In a world first, British surgeon Dr. Shafi Ahmed live-streamed an operation using Google glasses allowing students around the world to get a doctor's view of the procedure last Thursday.
Medical students and staff in Gaza were among some 13,000 viewers who watched the doctor remove cancerous tissue from a 78-year-old patient with colon cancer at the Royal London Hospital.
Coordinating with Dr. Ahmed, Dr. Khamis Elessi, neuro-rehabilitation specialist & head of Evidence-Based Medicine unit at the Islamic University of Gaza's medical school, organised a live stream event of the operation at the university.
Although the Virtual Reality headsets sent to Gaza have not made it into the Strip due to the strict Israeli siege, Dr. Elessi and his team located three headsets owned by a private company in Gaza.
"Due to the shortage in VR headsets, the preparation for the live-streaming was stressful and the size of the event was limited," Dr. Elessi told MEMO, "but the experience was very well-received by the students, senior academics and Ministry of Health decision makers that we invited to attend."

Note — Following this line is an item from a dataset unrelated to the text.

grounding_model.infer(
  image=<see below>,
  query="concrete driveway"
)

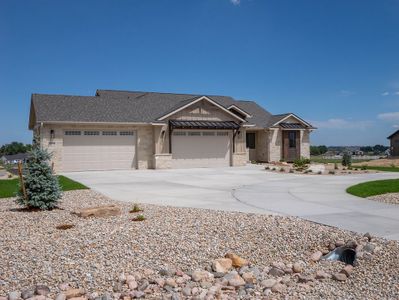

Exchanging medical knowledge and expertise through the internet is not new to Gaza's medical schools. Dr. Elessi described how his university ran hundreds of lectures in cooperation with the University of Oslo, with whom they are twinned, via video conference. This came after university delegations were unable to travel on exchange programmes due to the siege.
The now 10-year-old siege imposed on the Gaza Strip has hindered students from seeking education abroad or accessing medical resources and training in a way that other students worldwide are. "These online initiatives are a good way of challenging and breaking the siege imposed on Gaza," Dr. Elessi said of their impact on training Gaza's medical students.
As Dr. Ahmed has demonstrated with his initiative, the prospects for VR technology in medical education are indeed high.
"The live streaming of an operation using live 360° video technology is unprecedented and I am sure future live-streamed operations with live Q&A sessions between our students and the surgeon would go a long way," Dr. Elessi added.
Medical student Osaid Alser said the experience was extraordinary; he thanked Dr. Ahmed for making it happen.
Dr. Ahmed has previously taken the precarious journey to the Gaza Strip himself on a Medical Aid for Palestinians (MAP) delegation and ran lectures on augmented reality as a tool to support surgical training in the besieged enclave among other things.
"I'm so honoured and privileged that the Palestinians in Gaza and the West Bank could join me last Thursday for the world's first Virtual Reality operation and being an integral part of this world which has just become smaller," Dr. Ahmed told MEMO.
He stressed that medical training and access to knowledge should not be constrained by where people live or what resources are available. "It is a fundamental human right," he said.